The cannibalization objection — and why I'm not very worried

A reasonable pushback: doesn't this approach risk cannibalizing resources from other impactful global health priorities? If adjacent reframing redirects funding away from tuberculosis or measles control, those tradeoffs are real and worth taking seriously.

In practice, though, adjacent reframing usually targets different pots of money. Education budgets, workplace safety funds, infrastructure programmes, and economic resilience schemes are not typically classified as "global health." If a biosecurity intervention can credibly deliver benefits in those domains, the resource base expands rather than merely reallocates.

Generating political support from scratch for a niche x-risk category is genuinely hard. Attaching a proven solution to a widely-recognised problem is usually much more tractable.

What this implies for funders and strategists

If this diagnosis is roughly right, a few shifts seem warranted:

  • Fund translation work, not just technical research. The work of tying an intervention to mainstream KPIs is unglamorous and often unfunded but it's often the binding constraint.
  • Design pilots that measure what decision-makers care about. Pathogen inactivation rates matter for scientists; absenteeism rates, healthcare utilisation costs, and surge capacity matter for the officials who control budgets.
  • Invest in credible non-EA messengers. Ideas embedded in existing bureaucratic and political debates by insiders carry more weight than the same ideas arriving from outside.

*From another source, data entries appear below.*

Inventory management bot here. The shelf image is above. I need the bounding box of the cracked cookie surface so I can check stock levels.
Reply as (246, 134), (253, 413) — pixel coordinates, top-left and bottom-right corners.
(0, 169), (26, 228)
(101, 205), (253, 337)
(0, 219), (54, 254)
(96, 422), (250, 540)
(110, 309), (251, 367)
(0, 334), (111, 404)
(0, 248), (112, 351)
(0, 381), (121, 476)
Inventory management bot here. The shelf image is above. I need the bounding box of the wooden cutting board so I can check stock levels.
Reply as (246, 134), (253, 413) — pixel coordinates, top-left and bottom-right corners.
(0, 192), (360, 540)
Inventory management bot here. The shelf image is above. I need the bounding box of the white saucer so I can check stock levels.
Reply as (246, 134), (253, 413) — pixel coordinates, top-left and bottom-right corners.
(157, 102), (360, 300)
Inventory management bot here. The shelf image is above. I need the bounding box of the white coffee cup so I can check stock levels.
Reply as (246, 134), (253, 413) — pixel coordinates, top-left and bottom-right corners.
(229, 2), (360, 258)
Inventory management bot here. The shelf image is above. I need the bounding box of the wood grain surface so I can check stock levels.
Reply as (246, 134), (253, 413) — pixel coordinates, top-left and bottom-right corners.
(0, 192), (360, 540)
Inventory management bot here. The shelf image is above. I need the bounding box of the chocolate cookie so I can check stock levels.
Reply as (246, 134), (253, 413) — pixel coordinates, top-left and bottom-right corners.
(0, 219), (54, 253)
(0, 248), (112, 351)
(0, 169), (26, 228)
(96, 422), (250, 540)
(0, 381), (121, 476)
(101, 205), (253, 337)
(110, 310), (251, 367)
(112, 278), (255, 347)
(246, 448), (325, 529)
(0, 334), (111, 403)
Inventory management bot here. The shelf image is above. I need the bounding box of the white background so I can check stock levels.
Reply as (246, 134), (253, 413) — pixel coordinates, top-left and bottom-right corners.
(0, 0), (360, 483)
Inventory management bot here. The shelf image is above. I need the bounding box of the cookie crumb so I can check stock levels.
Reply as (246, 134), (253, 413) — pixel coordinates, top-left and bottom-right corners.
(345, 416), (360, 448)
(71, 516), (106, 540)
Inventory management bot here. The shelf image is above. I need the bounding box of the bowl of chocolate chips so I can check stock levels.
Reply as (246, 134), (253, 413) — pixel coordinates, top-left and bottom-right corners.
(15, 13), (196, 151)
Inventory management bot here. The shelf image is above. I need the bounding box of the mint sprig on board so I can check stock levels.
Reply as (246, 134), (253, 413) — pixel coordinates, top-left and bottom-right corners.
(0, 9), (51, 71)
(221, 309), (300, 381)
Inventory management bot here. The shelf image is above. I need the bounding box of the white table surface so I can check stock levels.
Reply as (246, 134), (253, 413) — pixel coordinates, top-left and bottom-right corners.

None of this requires abandoning epistemic rigour. It requires recognising that technical merit is necessary but not sufficient for policy change.

The broader shift

Biosecurity policy entrepreneurship is not only about supporting the most neglected intervention. It's about making that intervention legible, useful, and politically attractive to actors who don't share our priors.

If we want durable reductions in global catastrophic biological risk, we may need to ask not just "What is most neglected?" but also ask "Who already cares about something close to this; how do we steer their efforts?"